2023 Pittsburgh Penguins Offseason Preview, Part 1: Tristan Jarry

It is very rare for an NHL general manager to have the luxury of looking at their roster, sitting back and saying, “We really don’t need to do much here, do we?” They might have to find some depth pieces to replace but in those few fortunate instances (like Pittsburgh in 2016 and Tampa Bay in 2020) the team is already well positioned to seriously contend again. 99+% of the time however teams have to make big decisions about how to proceed in the offseason as there is an ever-present need to improve. Professional sports is a business after all, and millions of dollars are thrown around every year to try and fix what’s not working while trying to hang on to what does.

For the Pittsburgh Penguins and their newly-minted president of hockey operations (and interim GM) Kyle Dubas, some challenges lie ahead. Most immediately the team has seven unrestricted free agents, including three key contributors, and there are no obvious replacements for those players coming up through the minors. Pittsburgh does have a good chunk of salary cap space to work with, even more if they decide to buyout Mikael Granlund (as they hopefully will), but the Penguins will potentially be looking for a starting goaltender, a top-six winger, a top-four defenseman, and depth upgrades in a seemingly weak free agent market.

Let’s start with the goaltending situation, since that’s easily the most critical. Tristan Jarry, Pittsburgh’s 44th overall pick in 2013, survived past both Marc-Andre Fleury and Matt Murray to be the Penguins’ starting goaltender, but Jarry has put out just as mixed a performance during his four full years in Pittsburgh as those of his predecessors. In his first and third seasons, he played well enough to garner a lone third-place vote for Vezina consideration as the League’s top goaltender, but in his second and fourth seasons (including this past season) he was much closer to being an average goaltender. Few teams can consider themselves serious Stanley Cup contenders without a consistently above-average or better goaltender, and Jarry has not shown himself to be consistent. There have also been concerns about his health, especially considering that this past season he was in and out of the lineup. Chronic hip injuries have been derailing the careers of some of his peers of late, but it seems as though those fears have nothing to do with Jarry. Nevertheless, it’s tough to bet on a guy that has lacked consistency, particularly at such a critical position on the roster.
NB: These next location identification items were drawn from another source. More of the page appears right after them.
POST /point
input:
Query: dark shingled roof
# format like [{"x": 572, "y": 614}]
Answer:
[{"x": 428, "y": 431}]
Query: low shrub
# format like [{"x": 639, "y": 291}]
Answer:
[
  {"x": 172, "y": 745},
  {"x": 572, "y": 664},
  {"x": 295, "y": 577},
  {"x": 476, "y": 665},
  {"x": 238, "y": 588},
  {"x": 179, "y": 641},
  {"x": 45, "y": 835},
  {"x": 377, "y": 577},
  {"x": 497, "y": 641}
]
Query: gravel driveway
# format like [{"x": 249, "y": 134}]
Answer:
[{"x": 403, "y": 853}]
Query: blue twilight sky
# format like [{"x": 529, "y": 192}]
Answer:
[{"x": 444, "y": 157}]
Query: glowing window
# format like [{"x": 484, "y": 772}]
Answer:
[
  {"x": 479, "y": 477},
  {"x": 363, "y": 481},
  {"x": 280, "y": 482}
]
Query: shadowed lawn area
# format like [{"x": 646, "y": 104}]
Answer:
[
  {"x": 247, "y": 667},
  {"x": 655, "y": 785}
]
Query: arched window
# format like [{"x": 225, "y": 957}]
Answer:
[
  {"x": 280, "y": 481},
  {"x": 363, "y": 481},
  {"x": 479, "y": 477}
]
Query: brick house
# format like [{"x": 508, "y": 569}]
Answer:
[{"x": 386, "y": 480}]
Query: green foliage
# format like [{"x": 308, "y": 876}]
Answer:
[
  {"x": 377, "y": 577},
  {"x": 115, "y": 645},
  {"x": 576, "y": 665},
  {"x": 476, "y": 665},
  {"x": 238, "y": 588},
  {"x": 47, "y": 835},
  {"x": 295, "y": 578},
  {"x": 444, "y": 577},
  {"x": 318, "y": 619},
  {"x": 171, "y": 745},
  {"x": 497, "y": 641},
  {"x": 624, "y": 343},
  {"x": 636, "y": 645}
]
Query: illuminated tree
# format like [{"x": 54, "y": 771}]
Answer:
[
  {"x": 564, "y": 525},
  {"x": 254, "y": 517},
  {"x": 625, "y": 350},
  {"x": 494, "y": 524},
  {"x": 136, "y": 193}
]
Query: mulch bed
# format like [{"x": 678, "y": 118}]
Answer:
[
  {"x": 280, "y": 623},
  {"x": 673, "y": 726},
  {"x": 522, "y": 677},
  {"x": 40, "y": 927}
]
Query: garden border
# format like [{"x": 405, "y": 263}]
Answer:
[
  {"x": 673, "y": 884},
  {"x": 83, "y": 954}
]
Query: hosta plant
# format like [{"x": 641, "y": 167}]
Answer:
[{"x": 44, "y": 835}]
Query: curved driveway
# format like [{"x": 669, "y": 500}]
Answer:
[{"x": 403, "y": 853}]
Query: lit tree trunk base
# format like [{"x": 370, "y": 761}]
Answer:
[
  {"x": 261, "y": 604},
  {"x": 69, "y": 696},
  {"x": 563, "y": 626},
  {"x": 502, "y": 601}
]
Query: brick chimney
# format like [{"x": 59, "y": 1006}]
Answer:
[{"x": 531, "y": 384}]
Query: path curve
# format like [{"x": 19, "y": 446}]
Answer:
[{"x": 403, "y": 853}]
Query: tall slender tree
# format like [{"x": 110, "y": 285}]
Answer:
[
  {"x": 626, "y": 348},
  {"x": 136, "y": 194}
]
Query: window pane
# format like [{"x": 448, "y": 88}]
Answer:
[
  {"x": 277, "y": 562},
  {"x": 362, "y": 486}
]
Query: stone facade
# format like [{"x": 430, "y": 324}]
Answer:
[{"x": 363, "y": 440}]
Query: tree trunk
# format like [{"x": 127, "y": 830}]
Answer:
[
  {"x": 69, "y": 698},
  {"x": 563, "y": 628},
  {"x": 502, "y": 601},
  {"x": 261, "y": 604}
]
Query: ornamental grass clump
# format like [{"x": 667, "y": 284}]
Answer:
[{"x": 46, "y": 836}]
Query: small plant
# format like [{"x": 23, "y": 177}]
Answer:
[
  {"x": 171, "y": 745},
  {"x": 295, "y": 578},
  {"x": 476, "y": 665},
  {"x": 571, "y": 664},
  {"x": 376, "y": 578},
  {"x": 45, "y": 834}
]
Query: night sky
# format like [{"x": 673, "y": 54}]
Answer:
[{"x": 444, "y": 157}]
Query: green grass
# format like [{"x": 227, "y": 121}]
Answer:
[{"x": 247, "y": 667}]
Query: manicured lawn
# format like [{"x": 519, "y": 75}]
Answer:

The bad news for Kyle Dubas however is that the free agent market for goaltenders is also not great. Jarry is one of five pending free agent goaltenders that played half or more of their team’s games this past season, and in fact only one (Seattle’s Martin Jones) played more than Jarry. Jarry is also the youngest (by at least five years) of all but one of those five goaltenders (Maple Leafs RFA Ilya Samsonov). The only good reason I can see to let Jarry walk in free agency is to take the risk that one of the other goaltenders on the market who played a backup role this past season might be able to step up into a starting role (like Antti Raanta or Frederik Andersen) or see if the likes of Laurent Brossoit or Adin Hill can carry the team. Dubas could also pull the trigger (somehow) on a trade, like for the disillusioned-but-great Connor Hellebuyck, but a move of that caliber requires the kind of assets that Pittsburgh has been dumping for years.

Realistically the best option for Pittsburgh for a starting goaltender is likely just to stick with Jarry. He will be due a raise but it doesn’t have to be a huge number (he made $3.5M these past three seasons, I think an additional $1-$1.5M/year is probably a safe number). He won’t have to worry about his role for at least another year or two, but looming is Joel Blomqvist, the 21-year-old Finn whose performance in his homeland has been impressive. Blomqvist will likely be the starter in Wilkes-Barre/Scranton next year, and he’ll get a real chance to show if he’s up to the task in the American league.